About halfway through The Invitation, Orianna Herrman lets out a blood-curdling scream. Lying on her back, her knees propped up, she gives birth to a love child produced from an affair with a lobster. With the air still unsettled, a giant catfish saunters on, center stage, waltzing and mawing to the soothing sounds of Al Green's "Tired of Being Alone." It is an oddly touching and insightful scene, as if Salvador Dali had directed an episode of Ally McBeal, only the main character (Hermann) is full-bodied and darkly beautiful.

Almost a year has passed since the Lightbox Studio (formerly Catamount Theatre) last hosted one of their surreal dance narratives. Their last production used a feverish and dreamy production to capture the anguish of an Irish mother who had lost her four sons in shipwrecks; this time, four dancers address (as directly as possible) the subconscious of loneliness. Director and writer Jason Eksuzian turns Maga's (Hermann) mind inside out, so that her fears, fantasies, and longings populate the cozy Pearl District loft. Upside-down umbrellas float from the ceiling like a Magritte painting, and a brawny six-foot tall lobster aggressively courts Maga.

The narrative zigzags from circus acrobatics and high-spirited gypsy songs to quiet, hypnotic scenes. But the play succeeds because it is more than sensual aesthetics. Cobbled together, the dance numbers spell out a woman's learning to trust her instincts.

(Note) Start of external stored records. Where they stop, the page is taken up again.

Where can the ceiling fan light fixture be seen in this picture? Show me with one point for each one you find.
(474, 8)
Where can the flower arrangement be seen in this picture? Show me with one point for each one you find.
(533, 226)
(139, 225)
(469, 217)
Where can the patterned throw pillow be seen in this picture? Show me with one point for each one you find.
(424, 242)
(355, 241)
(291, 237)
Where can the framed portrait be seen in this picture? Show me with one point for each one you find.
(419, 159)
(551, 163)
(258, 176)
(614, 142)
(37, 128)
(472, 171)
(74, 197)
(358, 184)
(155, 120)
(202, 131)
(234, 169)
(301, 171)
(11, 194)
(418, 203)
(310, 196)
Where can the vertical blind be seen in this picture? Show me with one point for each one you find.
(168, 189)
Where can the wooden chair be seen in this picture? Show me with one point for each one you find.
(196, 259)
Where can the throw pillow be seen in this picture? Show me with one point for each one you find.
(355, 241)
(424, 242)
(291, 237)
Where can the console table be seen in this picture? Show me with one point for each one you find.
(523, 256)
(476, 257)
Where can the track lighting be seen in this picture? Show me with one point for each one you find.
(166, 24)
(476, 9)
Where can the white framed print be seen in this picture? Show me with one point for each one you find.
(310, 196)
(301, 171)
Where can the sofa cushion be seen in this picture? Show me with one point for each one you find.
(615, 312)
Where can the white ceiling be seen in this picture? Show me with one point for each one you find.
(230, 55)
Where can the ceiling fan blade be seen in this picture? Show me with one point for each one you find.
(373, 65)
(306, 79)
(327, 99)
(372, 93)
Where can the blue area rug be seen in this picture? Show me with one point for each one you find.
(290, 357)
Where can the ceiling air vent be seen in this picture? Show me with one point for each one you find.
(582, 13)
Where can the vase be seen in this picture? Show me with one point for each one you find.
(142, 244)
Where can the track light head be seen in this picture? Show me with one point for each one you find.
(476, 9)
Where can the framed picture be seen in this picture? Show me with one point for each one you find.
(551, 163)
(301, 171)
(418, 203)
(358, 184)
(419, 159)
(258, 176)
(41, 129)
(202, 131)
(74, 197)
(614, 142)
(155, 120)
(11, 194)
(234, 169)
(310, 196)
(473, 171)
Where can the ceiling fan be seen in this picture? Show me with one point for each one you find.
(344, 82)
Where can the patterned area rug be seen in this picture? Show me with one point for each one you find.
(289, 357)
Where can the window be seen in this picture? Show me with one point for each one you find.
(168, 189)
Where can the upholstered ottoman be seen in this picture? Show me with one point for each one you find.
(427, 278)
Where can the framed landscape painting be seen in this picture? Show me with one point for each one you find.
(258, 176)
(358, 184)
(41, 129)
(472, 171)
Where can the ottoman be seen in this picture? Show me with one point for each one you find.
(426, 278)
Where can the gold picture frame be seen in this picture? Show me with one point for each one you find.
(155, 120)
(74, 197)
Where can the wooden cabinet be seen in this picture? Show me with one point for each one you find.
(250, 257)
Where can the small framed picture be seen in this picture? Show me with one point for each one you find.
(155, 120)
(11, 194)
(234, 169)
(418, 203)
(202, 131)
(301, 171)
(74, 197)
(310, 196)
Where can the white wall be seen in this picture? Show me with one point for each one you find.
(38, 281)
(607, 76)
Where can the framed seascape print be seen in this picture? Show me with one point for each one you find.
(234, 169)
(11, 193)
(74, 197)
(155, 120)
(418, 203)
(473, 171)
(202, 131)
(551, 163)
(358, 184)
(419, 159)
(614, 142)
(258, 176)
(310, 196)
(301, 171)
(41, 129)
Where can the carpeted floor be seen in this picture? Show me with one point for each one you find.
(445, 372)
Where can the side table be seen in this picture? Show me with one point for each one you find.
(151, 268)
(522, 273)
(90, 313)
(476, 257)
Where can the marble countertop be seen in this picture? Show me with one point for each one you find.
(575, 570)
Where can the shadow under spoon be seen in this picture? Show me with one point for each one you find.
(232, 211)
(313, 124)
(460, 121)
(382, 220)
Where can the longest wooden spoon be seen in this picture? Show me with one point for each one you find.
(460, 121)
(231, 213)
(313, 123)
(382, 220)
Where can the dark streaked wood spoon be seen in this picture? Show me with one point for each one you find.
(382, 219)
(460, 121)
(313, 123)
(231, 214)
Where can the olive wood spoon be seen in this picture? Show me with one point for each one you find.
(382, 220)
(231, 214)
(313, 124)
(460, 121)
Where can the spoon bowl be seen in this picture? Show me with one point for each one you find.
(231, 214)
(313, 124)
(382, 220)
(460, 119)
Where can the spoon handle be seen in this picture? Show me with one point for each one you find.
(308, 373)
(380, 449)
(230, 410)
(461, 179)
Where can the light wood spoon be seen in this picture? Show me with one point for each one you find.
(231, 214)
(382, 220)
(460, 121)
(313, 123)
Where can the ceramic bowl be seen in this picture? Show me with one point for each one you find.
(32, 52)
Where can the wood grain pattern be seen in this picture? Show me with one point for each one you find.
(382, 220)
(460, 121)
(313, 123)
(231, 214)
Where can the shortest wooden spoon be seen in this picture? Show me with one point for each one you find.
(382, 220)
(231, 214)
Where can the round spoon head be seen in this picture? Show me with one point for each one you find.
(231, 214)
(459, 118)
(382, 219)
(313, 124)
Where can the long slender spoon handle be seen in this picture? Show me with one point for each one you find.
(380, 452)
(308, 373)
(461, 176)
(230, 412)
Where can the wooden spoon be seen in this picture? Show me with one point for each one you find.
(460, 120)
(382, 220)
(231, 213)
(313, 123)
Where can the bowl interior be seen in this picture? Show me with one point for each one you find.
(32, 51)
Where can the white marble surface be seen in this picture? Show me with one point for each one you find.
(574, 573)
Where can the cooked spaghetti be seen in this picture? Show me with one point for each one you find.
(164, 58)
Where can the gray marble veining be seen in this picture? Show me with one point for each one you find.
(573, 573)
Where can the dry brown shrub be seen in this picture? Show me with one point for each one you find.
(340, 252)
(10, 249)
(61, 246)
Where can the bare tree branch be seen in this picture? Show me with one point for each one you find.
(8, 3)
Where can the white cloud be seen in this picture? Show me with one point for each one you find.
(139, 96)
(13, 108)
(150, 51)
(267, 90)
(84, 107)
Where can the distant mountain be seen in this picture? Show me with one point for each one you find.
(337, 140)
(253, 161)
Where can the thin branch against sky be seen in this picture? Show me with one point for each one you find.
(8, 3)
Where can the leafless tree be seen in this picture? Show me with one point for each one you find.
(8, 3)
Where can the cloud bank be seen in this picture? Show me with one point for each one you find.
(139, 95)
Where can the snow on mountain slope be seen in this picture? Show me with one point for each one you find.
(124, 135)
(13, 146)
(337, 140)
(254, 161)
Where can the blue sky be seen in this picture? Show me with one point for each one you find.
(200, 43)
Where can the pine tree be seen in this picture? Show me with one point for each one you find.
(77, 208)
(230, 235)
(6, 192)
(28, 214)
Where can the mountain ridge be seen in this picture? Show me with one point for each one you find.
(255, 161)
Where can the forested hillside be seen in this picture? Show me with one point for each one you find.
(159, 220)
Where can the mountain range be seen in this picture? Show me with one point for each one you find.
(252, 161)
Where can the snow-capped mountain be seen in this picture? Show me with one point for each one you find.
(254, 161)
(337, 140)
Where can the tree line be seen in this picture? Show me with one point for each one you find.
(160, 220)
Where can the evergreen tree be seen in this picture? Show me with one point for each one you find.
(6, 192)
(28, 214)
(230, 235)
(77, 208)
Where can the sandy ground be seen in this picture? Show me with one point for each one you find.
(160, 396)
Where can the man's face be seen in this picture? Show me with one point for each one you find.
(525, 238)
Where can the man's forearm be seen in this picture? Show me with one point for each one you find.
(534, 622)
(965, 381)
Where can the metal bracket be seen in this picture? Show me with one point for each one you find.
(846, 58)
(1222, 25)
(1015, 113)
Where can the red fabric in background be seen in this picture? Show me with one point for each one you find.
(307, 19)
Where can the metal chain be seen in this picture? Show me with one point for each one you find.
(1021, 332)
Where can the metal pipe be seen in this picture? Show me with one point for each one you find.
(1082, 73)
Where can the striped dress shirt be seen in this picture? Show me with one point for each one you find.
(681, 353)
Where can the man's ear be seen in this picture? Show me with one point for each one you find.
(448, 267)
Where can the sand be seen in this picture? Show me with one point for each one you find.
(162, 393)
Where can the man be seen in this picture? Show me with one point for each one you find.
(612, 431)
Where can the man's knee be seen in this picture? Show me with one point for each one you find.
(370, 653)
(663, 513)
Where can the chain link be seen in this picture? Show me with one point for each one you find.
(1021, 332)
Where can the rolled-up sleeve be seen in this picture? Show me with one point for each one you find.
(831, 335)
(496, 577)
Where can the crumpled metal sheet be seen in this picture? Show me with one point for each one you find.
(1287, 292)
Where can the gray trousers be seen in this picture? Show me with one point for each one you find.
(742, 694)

Obviously, director Eksuzian has spent a good deal of time contemplating the landscape of dreams. But The Invitation works especially well, because it avoids the pitfall of being unblinkingly artsy. Instead, the slippery texture of the production is nailed by volleys of coy humor; for example, red blinking signs provide literal prompts like "Big Scary Lobster" to each scene.

Like waking from a dream and trying to organize vague images into coherent thoughts, the interaction with the play's narrative is puzzling, tantalizing and--even though it is someone else dream--oddly personal.